These Regulations supplement the procedural framework for assessing detained persons with special educational needs, and for subsequent mediation and appeals, which is set out in sections 70 to 75 of the Children and Families Act 2014 (“the Act”).

Regulations 3 to 15 set out the procedure for carrying out a detained person’s EHC needs assessment and making an EHC plan. This includes prescribing time-scales in which decisions need to be made and to whom the home authority needs to contact at each stage of the assessment process. The regulations specify the factors which the home authority need to consider when carrying out an assessment and the information and advice which should be made available to the detained person and, where the detained person is a child, the child’s parent.

Regulation 16 describes what happens when a detained person is released into a local authority which is not the home authority.

Regulation 17 prescribes the circumstances in which a detained person’s EHC plan may be disclosed.

Regulations 18 to 27 set out how mediation should be conducted where this needs to be considered before a detained person may exercise an appeal right.

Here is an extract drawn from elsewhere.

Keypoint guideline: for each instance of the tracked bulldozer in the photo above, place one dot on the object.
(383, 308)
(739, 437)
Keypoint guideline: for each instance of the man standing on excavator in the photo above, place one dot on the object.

Regulations 28 and 29 set out the powers of the First-tier Tribunal when dealing with appeals from detained persons, and the time-scales in which local authorities must comply with orders of the Tribunal.

Regulation 30 specifies what happens when the home authority states that it will not oppose an appeal.

Part 5 and the Schedule concerns parents (regulation 31) and young people (regulation 32) who lack mental capacity to take decisions or actions required. For the purposes of the Act, a person lacks capacity when they lack capacity within the meaning of the Mental Capacity Act 2005.

Regulation 31 describes that where the child’s parent lacks capacity, and the appropriate person is the child’s parent, all references to the appropriate person in Part 3 of the Act and these Regulations are to be read as if they were to the representative of the parent. Where the child’s parent lacks capacity, all references to the child’s parent in these regulations are to be read as the representative of the parent, except for the reference in regulation 6(1)(b)(iv).

Regulation 32 describes where the young person lacks capacity, where the appropriate person is a young person, all references to the appropriate person in Part 3 of the Act and these Regulations are to be read as if they were to the alternative person. In cases where the young person lacks capacity, where the detained person is a young person, references in these regulation to the detained person in Part 1 of the Schedule should be read as references to both the detained person and the alternative person, and the reference in these regulations to detained person in Part 2 of the Schedule is to be read as a reference to the alternative person.

Regulation 33 makes clear that the provisions concerning mental capacity have effect in spite of section 27(1)(g) of the Mental Capacity Act 2005.

A full impact assessment has not been produced for this instrument as no, or no significant, impact on the private, voluntary or public sectors is foreseen. An Explanatory Memorandum is available alongside this instrument on www.legislation.gov.uk.